Are there any good websites that have good information on women in the life of Jesus and/or women's role in the NT --> gospel, etc.???


----------



## Romans922 (Jan 23, 2007)

????


----------



## toddpedlar (Jan 23, 2007)

Romans922 said:


> ????



What kind of "good information" are you looking for? I know there's lots of BAD information out there - since usually the reason for writing material on women in the life of Jesus is to serve some feminist or egalitarian end...  On the good side, though, perhaps the Council on Biblical Manhood and Womanhood has something. I don't know, though - I've never had much of a reason to seek out such material.

As for the general question of women's roles in the NT, CBMW definitely has good stuff (and some not-so-good stuff). You can also check Knight's commentary on the Pastoral Epistles - very, very good - and Andreas Kostenberger in a book called "Women in the Church: An Analysis and Application of 1 Timothy 2:9-15". I read the first edition of the book several years ago, and thought it was pretty decent.

Online you can get (connected to CBMW) a new work edited by Grudem called "Evangelical Feminism and Biblical Truth", which seems to contain a lot of the same kind of material that the old Recovering Biblical Manhood and Womanhood did.


----------



## toddpedlar (Jan 23, 2007)

Given that you're at RTS Jackson, I suppose you're getting James Hurley's awful work suggested to you. I read that one too... ugh.


----------



## Romans922 (Jan 23, 2007)

No I am not getting any suggested work to me. It is not for my class, it is for my mom who is taking a class on NT at a Catholic college (to finish her bachelor's) and she wanted some help FROM WEBSITES on this subject.

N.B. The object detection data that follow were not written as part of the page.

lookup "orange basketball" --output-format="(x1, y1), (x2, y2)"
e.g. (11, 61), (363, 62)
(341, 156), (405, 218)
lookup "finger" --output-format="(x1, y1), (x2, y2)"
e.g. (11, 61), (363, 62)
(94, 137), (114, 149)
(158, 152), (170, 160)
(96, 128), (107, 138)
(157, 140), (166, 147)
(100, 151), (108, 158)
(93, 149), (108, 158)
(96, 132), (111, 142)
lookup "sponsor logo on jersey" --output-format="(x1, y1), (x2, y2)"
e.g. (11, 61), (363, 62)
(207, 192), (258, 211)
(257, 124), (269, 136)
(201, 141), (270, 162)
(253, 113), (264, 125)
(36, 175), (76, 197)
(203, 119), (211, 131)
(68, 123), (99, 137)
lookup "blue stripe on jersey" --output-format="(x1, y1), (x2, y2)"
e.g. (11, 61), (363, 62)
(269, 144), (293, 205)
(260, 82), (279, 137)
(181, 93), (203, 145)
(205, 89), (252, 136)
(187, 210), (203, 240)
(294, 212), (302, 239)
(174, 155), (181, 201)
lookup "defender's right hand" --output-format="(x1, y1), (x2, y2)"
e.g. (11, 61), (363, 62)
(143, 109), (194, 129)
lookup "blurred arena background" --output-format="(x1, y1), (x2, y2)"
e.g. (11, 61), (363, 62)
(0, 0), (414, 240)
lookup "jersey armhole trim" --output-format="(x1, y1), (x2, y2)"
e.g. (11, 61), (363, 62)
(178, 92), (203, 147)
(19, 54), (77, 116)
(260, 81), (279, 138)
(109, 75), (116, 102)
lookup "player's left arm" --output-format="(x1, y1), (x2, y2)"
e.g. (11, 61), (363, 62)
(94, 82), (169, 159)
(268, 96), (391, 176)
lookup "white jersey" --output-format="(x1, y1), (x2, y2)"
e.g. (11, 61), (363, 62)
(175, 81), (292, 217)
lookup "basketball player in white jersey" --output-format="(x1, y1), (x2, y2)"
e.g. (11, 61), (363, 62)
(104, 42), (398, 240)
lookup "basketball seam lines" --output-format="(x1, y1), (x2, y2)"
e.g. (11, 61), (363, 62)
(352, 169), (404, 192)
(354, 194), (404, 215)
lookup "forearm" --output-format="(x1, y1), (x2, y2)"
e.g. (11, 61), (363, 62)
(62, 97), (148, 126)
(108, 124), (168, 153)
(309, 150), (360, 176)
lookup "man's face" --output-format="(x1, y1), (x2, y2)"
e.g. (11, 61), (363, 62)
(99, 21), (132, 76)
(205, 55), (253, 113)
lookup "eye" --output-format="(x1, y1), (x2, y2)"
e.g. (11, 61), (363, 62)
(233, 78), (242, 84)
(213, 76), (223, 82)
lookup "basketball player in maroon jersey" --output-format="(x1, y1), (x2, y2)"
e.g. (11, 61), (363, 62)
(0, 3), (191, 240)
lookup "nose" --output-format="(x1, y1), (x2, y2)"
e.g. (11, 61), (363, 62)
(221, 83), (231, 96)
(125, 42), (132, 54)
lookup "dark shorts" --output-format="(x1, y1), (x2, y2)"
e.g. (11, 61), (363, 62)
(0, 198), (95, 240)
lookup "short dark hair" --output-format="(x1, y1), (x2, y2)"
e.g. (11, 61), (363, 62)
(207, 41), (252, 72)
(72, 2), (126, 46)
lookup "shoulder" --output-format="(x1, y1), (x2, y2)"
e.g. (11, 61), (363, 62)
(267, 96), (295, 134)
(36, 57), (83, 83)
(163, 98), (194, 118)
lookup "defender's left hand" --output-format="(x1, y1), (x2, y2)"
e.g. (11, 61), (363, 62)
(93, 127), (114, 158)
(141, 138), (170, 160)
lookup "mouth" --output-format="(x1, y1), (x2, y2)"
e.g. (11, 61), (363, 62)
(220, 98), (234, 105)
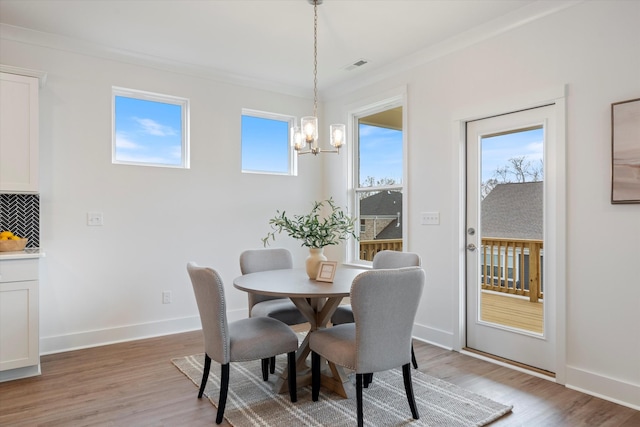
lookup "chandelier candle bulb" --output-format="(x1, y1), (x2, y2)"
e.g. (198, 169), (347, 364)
(329, 125), (346, 148)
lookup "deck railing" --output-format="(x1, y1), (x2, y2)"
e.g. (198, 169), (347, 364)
(480, 237), (543, 302)
(360, 239), (402, 261)
(360, 237), (544, 302)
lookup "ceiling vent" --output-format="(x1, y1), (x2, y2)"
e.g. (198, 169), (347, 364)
(342, 58), (369, 71)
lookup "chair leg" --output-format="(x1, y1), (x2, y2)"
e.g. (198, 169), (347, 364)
(216, 363), (229, 424)
(402, 363), (420, 420)
(261, 358), (269, 381)
(311, 351), (320, 402)
(411, 343), (418, 369)
(198, 353), (211, 399)
(287, 351), (298, 402)
(356, 374), (369, 427)
(364, 372), (373, 388)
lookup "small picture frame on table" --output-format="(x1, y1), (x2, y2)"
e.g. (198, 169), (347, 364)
(316, 261), (338, 283)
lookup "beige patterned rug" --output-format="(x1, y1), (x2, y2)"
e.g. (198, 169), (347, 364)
(171, 354), (512, 427)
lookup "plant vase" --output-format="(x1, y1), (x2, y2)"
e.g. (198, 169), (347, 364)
(306, 248), (327, 279)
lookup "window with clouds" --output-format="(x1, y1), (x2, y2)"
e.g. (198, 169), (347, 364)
(112, 87), (189, 168)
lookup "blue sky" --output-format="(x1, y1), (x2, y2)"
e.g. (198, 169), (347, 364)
(482, 128), (544, 182)
(115, 96), (182, 166)
(360, 124), (402, 184)
(242, 115), (289, 173)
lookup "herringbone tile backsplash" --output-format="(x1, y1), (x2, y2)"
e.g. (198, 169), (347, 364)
(0, 194), (40, 248)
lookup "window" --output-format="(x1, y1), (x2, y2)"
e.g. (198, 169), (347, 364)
(350, 97), (404, 263)
(241, 109), (297, 175)
(112, 87), (189, 168)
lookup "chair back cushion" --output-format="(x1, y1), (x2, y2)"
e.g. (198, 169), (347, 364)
(351, 267), (425, 373)
(187, 262), (230, 364)
(240, 248), (293, 310)
(373, 250), (422, 269)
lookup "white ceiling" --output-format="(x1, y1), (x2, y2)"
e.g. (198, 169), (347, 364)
(0, 0), (571, 92)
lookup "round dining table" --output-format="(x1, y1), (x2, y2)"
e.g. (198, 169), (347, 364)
(233, 267), (367, 397)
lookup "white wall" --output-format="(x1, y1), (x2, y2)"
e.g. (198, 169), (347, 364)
(0, 1), (640, 407)
(0, 34), (330, 353)
(325, 1), (640, 408)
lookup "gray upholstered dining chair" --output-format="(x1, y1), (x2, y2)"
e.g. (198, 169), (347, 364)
(331, 250), (422, 369)
(309, 267), (425, 426)
(240, 248), (307, 373)
(187, 262), (298, 424)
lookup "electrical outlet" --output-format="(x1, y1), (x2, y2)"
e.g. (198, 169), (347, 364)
(420, 212), (440, 225)
(87, 212), (103, 226)
(162, 291), (171, 304)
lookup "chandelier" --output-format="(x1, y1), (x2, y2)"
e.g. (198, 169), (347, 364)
(291, 0), (346, 155)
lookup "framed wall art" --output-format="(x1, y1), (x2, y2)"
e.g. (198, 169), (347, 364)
(611, 98), (640, 204)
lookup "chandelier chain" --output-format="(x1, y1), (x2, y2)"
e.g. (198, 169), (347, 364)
(313, 0), (318, 117)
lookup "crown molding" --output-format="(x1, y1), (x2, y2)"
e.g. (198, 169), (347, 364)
(323, 0), (586, 99)
(0, 64), (47, 88)
(0, 23), (311, 98)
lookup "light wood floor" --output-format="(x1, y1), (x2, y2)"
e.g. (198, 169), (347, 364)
(0, 331), (640, 427)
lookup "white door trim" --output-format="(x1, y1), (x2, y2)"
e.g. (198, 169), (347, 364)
(452, 85), (567, 384)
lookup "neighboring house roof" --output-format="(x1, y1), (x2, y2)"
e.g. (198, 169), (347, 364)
(360, 191), (402, 239)
(482, 182), (543, 239)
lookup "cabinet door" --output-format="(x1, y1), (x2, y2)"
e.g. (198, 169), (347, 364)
(0, 73), (38, 193)
(0, 280), (40, 371)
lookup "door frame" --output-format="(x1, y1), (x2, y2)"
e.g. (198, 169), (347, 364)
(452, 85), (567, 384)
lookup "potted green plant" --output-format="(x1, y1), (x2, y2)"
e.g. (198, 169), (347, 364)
(262, 198), (358, 279)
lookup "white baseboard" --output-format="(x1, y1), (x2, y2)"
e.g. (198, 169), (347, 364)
(0, 363), (41, 383)
(40, 316), (202, 355)
(565, 366), (640, 411)
(40, 308), (247, 355)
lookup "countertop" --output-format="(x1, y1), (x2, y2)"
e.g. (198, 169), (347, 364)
(0, 248), (45, 261)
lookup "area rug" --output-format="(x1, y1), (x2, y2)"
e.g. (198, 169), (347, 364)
(171, 354), (512, 427)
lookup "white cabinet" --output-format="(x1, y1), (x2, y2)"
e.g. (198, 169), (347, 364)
(0, 258), (40, 381)
(0, 73), (39, 193)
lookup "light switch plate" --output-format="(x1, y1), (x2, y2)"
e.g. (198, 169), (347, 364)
(420, 212), (440, 225)
(87, 212), (103, 226)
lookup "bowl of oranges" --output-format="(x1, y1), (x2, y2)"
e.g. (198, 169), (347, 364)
(0, 230), (29, 252)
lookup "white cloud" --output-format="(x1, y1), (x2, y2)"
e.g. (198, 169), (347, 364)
(116, 133), (142, 150)
(133, 117), (176, 136)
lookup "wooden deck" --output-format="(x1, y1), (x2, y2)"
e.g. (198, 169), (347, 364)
(480, 291), (544, 334)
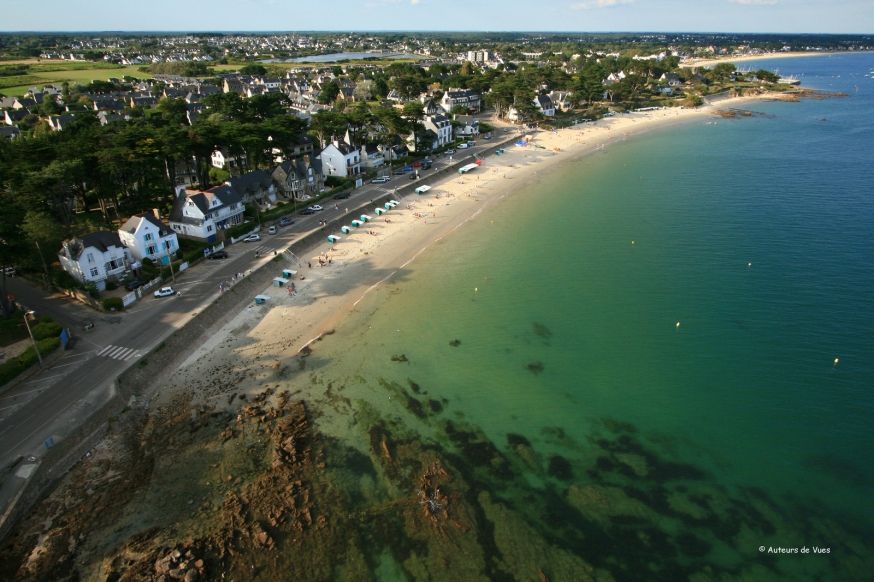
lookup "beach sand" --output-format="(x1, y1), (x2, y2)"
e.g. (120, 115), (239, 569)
(158, 96), (764, 405)
(680, 51), (842, 68)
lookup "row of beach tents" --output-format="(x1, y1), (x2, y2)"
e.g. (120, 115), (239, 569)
(328, 199), (400, 244)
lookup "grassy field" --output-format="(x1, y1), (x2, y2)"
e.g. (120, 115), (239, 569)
(0, 61), (152, 95)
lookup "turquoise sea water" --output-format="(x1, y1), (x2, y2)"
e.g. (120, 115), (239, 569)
(294, 54), (874, 580)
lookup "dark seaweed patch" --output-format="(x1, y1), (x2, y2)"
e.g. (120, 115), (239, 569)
(507, 432), (531, 447)
(548, 455), (574, 481)
(675, 532), (710, 558)
(526, 362), (544, 376)
(402, 392), (426, 418)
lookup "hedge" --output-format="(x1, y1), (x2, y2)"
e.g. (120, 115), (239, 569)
(0, 337), (61, 385)
(30, 317), (61, 341)
(100, 297), (124, 311)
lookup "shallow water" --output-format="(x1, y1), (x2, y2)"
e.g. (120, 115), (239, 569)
(276, 55), (874, 580)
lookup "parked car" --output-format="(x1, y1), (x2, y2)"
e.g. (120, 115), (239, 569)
(155, 287), (176, 297)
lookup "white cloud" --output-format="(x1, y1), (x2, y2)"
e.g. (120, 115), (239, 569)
(571, 0), (634, 10)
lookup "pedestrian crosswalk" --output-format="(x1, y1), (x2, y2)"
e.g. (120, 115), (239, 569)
(97, 344), (143, 360)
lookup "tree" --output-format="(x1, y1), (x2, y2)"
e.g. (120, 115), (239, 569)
(319, 81), (340, 104)
(756, 69), (780, 83)
(352, 79), (376, 101)
(240, 63), (267, 77)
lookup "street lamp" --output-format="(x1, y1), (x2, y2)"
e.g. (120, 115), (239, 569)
(24, 309), (42, 368)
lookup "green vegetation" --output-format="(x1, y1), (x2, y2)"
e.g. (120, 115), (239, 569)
(100, 297), (124, 311)
(0, 337), (61, 385)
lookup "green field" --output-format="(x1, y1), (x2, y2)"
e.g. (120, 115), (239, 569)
(0, 62), (152, 95)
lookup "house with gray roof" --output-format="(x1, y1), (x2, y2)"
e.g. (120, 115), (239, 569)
(118, 212), (179, 261)
(225, 170), (276, 204)
(58, 230), (131, 291)
(169, 184), (245, 243)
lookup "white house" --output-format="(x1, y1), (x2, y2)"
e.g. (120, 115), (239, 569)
(170, 185), (245, 243)
(319, 140), (361, 178)
(440, 89), (480, 113)
(534, 95), (555, 117)
(118, 213), (179, 261)
(361, 144), (385, 170)
(422, 115), (452, 147)
(211, 148), (246, 172)
(454, 115), (479, 137)
(58, 230), (130, 291)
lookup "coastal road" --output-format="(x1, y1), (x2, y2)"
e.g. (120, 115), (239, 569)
(0, 132), (502, 467)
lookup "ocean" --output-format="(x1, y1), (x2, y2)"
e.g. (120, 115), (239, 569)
(290, 54), (874, 580)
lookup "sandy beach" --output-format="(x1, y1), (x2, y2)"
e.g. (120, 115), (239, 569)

There is somewhat of a division between MFT and the Biblical sides of campus.


----------



## Tom Roach (Apr 1, 2007)

Hi, Romans922 !
I don't have any web sites, but I do have information on women on the New Testament. There is of course Mary, Jesus' mother. There is Mary Magdalene as well as some unnamed women.
In Mark 14:3-9, There is an unnamed woman of Bethany who pours oil on Christ.
In John 11:1 to 12:8, there is Mary of Bethany (sister of Martha) who anointed Christ's feet with oil.
In Luke, there is an unnamed, sinful woman who anoints Christ's feet with oil.

Some side info: Many people conflate these women together as Mary Magdalene and call her a prostitute, which Mary Magdalene is not!

There are other women, I am sure, but these came to my mind right now. Hope I was of help.


----------